Abstract
Bispecific T cell engagers (BTCEs) have transformed the treatment of multiple myeloma (MM) and B cell malignancies by redirecting cytotoxic T cells toward malignant targets. While clinical responses can be deep and durable, the immunological determinants of BTCE efficacy, and mechanisms of eventual immune escape, remain poorly understood. Regulatory T cells (Tregs), enriched early in MM, are classically immunosuppressive, but whether they are modulated by BTCEs and contribute to therapeutic outcomes has not been systematically investigated.

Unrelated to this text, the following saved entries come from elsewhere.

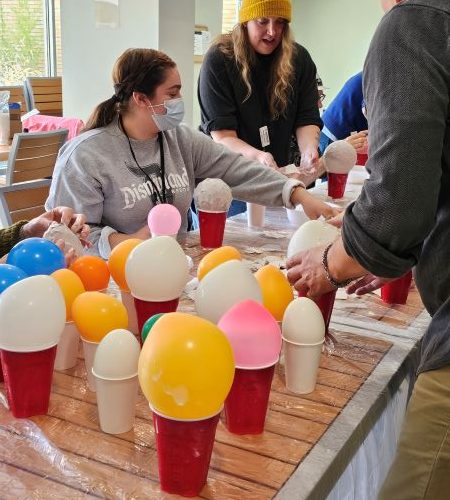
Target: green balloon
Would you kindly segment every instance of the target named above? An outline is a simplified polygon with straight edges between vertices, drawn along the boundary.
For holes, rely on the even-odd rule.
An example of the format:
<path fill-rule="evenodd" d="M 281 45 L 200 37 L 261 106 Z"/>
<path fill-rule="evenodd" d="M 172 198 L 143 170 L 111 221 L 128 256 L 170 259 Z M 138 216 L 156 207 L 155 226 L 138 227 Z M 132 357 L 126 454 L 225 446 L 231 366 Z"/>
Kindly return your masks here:
<path fill-rule="evenodd" d="M 161 316 L 164 316 L 164 313 L 154 314 L 153 316 L 148 318 L 148 320 L 144 323 L 141 332 L 142 343 L 145 342 L 145 339 L 148 337 L 148 334 L 150 333 L 150 330 L 153 328 L 153 325 L 158 321 L 158 319 Z"/>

We performed longitudinal single-cell RNA/TCR/ATAC-sequencing and immune profiling of 17 newly diagnosed multiple myeloma (NDMM) patients across induction therapy. 11 patients were treated with teclistamab plus daratumumab, lenalidomide, and dexamethasone (Tec-DRD, n = 11) in the ongoing MajesTEC-5 (HD10/DSMMXX) trial (NCT05695508). As controls, patients receiving standard-of-care DRD (n = 6) were included. Functional validation used newly established NDMM plasma cell-T cell co-cultures, real-time killing assays, cytokine ELISAs, intracellular flow cytometry and arrayed quantitative PCRs of key T cell signaling pathways. Mechanistic studies employed CRISPR-mediated perturbations and combination treatments with IMiDs. Generalizability was tested using three BTCEs in vitro: teclistamab (BCMA×CD3), blinatumomab (CD19×CD3), and glofitamab (CD20×CD3) to redirect primary human Tregs towards MM (MM.1S), lymphoma (Raji), and B-ALL (NALM-6) cell lines. Non-targeting BTCEs as well as anti-CD3 antibodies were used as controls. Preclinical in vivo studies used an immunocompetent, transplantable Bcma+ Vk*MYC tumor model treated with murinized BTCE surrogates and IMiDs.

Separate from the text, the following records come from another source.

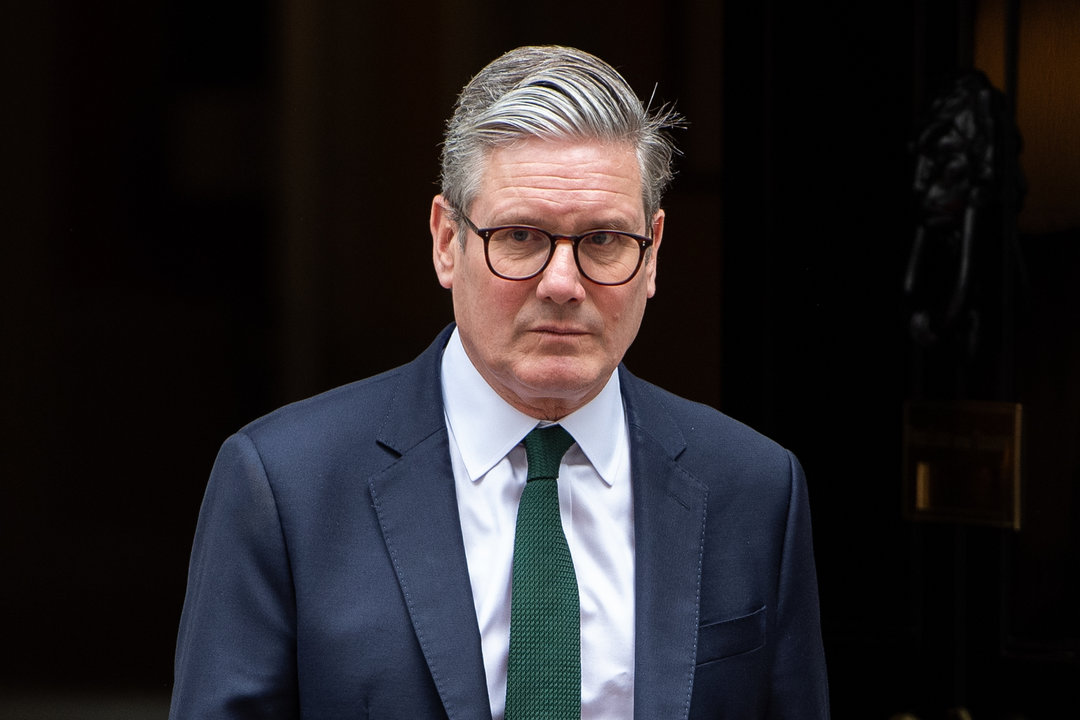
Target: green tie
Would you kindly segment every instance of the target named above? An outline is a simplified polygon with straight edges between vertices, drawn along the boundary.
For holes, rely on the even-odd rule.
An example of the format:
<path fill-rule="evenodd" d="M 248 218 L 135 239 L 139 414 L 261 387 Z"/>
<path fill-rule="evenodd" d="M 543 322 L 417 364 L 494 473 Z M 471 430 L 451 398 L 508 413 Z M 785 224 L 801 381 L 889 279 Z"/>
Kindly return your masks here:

BTCE therapy induced robust transcriptional and epigenetic reprogramming of bone marrow Tregs into a FOXP3lowIL2RAlow cytotoxic phenotype (“exTregs”) expressing NKG7, GZMA/B, TBX21, and CCL5. In contrast, this Treg phenotype conversion was absent in DRD-treated controls. Although comprising only ~2% of marrow-infiltrating T cells, exTregs mediated direct plasma cell lysis in vitro, strictly dependent on BTCE-mediated antigen-specific synapse formation and not recapitulated by CD3 stimulation alone. IMiDs synergized with BTCEs by destabilizing the suppressive Treg phenotype via Helios (IKZF2) downregulation, augmenting granzyme and cytokine production.

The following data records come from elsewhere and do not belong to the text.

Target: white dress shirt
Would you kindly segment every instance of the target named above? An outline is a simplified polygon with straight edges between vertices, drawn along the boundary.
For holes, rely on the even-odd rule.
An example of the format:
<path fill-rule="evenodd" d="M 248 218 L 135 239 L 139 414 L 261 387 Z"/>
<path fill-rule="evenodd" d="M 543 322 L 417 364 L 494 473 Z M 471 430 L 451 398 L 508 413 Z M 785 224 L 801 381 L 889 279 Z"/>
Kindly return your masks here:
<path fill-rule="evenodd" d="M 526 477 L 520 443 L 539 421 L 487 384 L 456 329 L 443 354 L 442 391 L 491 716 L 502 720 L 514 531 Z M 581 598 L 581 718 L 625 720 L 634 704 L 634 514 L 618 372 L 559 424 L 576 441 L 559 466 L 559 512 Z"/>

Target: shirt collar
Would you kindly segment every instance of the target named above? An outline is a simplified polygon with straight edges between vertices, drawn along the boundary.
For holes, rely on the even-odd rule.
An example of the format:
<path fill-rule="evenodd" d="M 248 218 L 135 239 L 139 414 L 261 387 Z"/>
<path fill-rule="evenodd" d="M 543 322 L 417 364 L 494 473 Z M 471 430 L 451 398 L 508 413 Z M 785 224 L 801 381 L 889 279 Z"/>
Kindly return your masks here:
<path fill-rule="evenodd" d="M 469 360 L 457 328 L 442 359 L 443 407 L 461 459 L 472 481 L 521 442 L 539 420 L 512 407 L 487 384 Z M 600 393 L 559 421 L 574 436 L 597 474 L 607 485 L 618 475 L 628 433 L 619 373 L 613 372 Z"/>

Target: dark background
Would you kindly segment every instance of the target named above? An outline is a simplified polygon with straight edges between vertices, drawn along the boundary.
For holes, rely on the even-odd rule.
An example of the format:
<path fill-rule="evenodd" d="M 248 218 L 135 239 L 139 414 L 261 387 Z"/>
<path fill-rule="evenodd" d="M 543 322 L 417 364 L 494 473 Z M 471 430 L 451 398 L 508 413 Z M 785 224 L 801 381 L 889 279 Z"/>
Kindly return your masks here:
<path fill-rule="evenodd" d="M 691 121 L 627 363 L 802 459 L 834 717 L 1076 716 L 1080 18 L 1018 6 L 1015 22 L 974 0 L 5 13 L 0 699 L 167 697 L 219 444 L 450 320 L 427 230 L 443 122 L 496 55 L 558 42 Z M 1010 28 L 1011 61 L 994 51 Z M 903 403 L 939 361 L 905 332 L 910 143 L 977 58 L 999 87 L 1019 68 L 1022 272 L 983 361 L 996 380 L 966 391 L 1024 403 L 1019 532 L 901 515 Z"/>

Single-cell ATAC-seq of Tregs isolated from Tec-DRD-exposed trial participants revealed increased chromatin accessibility at AP-1 motifs and we confirmed BATF/JUNB-driven AP-1 signaling as a central transcriptional axis orchestrating Treg effector conversion in vitro. This cytotoxic reprogramming was conserved across BTCEs targeting BCMA, CD19, and CD20, and validated in immunocompetent mouse models, indicating a generalizable, BTCE-driven mechanism of Treg repurposing, rather than target- or engager-specific biology.
Our findings uncover a novel mechanism by which BTCEs actively convert suppressive Tregs into cytotoxic, pro-inflammatory effectors that contribute to tumor clearance. We identified the BATF/JUNB transcriptional axis and IMiD-mediated Helios destabilization as targetable regulators of this process. These results redefine Treg function under BTCE pressure, support rational combination regimens with IMiDs, and suggest exTreg signatures as biomarkers and therapeutic targets to enhance T cell-redirecting immunotherapies across hematological malignancies.